1 Department of Radiation Oncology, Stanford Cancer Institute, Stanford University, Stanford, California, USA.
2 School of Medicine, Stanford University, Stanford, California, USA.
Otolaryngol Head Neck Surg. 2019 Jul;161(1):82-90. doi: 10.1177/0194599819832593. Epub 2019 Mar 5.
Most patients with nasopharyngeal carcinoma (NPC) in the United States are diagnosed with stage III-IV disease. Screening for NPC in endemic areas results in earlier detection and improved outcomes. We examined the cost-effectiveness of screening for NPC with plasma Epstein-Barr virus DNA among Asian American men in the United States.
We used a Markov cohort model to estimate discounted life-years, quality-adjusted life-years (QALYs), costs, and incremental cost-effectiveness ratios for screening as compared with usual care without screening.
The base case analysis considered onetime screening for 50-year-old Asian American men.
Confirmatory testing was magnetic resonance imaging and nasopharyngoscopy. Cancer-specific outcomes, health utility values, and costs were determined from cancer registries and the published literature.

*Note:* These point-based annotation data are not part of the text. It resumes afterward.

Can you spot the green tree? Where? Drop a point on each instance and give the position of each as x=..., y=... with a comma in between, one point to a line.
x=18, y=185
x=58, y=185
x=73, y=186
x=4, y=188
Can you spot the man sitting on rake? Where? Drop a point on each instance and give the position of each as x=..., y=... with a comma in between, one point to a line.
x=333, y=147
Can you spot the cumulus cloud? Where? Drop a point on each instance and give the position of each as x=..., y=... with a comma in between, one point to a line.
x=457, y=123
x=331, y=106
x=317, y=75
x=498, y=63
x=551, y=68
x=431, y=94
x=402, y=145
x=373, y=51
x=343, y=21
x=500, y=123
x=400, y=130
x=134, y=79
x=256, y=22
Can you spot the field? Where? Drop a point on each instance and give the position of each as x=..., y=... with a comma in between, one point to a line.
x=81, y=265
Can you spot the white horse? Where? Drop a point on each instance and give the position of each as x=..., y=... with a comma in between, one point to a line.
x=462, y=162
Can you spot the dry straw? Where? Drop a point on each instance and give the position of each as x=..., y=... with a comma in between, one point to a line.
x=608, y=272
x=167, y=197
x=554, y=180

For Asian American men, usual care without screening resulted in the detection of NPC at stages I, II, III-IVB, and IVC among 6%, 29%, 54%, and 11% of those with cancer, respectively, whereas screening resulted in earlier detection with a stage distribution of 43%, 24%, 32%, and 1%. This corresponded to an additional 0.00055 QALYs gained at a cost of $63 per person: an incremental cost of $113,341 per QALY gained. In probabilistic sensitivity analysis, screening Asian American men was cost-effective at $100,000 per QALY gained in 35% of samples.
Although screening for NPC with plasma Epstein-Barr virus DNA for 50-year-old Asian American men may result in earlier detection, in this study it was unlikely to be cost-effective. Screening may be reasonable for certain subpopulations at higher risk for NPC, but clinical studies are necessary before implementation.
大多数美国的鼻咽癌(NPC)患者被诊断为 III-IV 期疾病。在鼻咽癌高发地区进行筛查可更早发现疾病,改善预后。我们研究了对美国亚裔男性进行血浆 Epstein-Barr 病毒 DNA 筛查 NPC 的成本效益。
我们使用马尔可夫队列模型,估算了筛查与不筛查的常规治疗相比,筛查为亚裔美国男性带来的折扣生命年、质量调整生命年(QALY)、成本和增量成本效益比。
基础分析考虑对 50 岁的亚裔美国男性进行一次性筛查。
确认性检测为磁共振成像和鼻咽镜检查。癌症特异性结局、健康效用值和成本来自癌症登记处和已发表的文献。
对于亚裔美国男性,不筛查的常规治疗分别导致 I 期、II 期、III-IVB 期和 IVC 期 NPC 在有癌症患者中的检出率为 6%、29%、54%和 11%,而筛查导致更早检出,分期分布为 43%、24%、32%和 1%。这对应于每人多获得 0.00055 个 QALY,成本为每人 63 美元:增量成本为每获得一个 QALY 增加 113341 美元。在概率敏感性分析中,在 35%的样本中,对 50 岁的亚裔美国男性进行 NPC 筛查的成本效益为每 QALY 增加 10 万美元。
虽然对 50 岁的亚裔美国男性进行血浆 Epstein-Barr 病毒 DNA 筛查可能会更早发现 NPC,但在本研究中,这种筛查不太可能具有成本效益。对于某些 NPC 风险较高的亚人群,筛查可能是合理的,但在实施之前需要进行临床研究。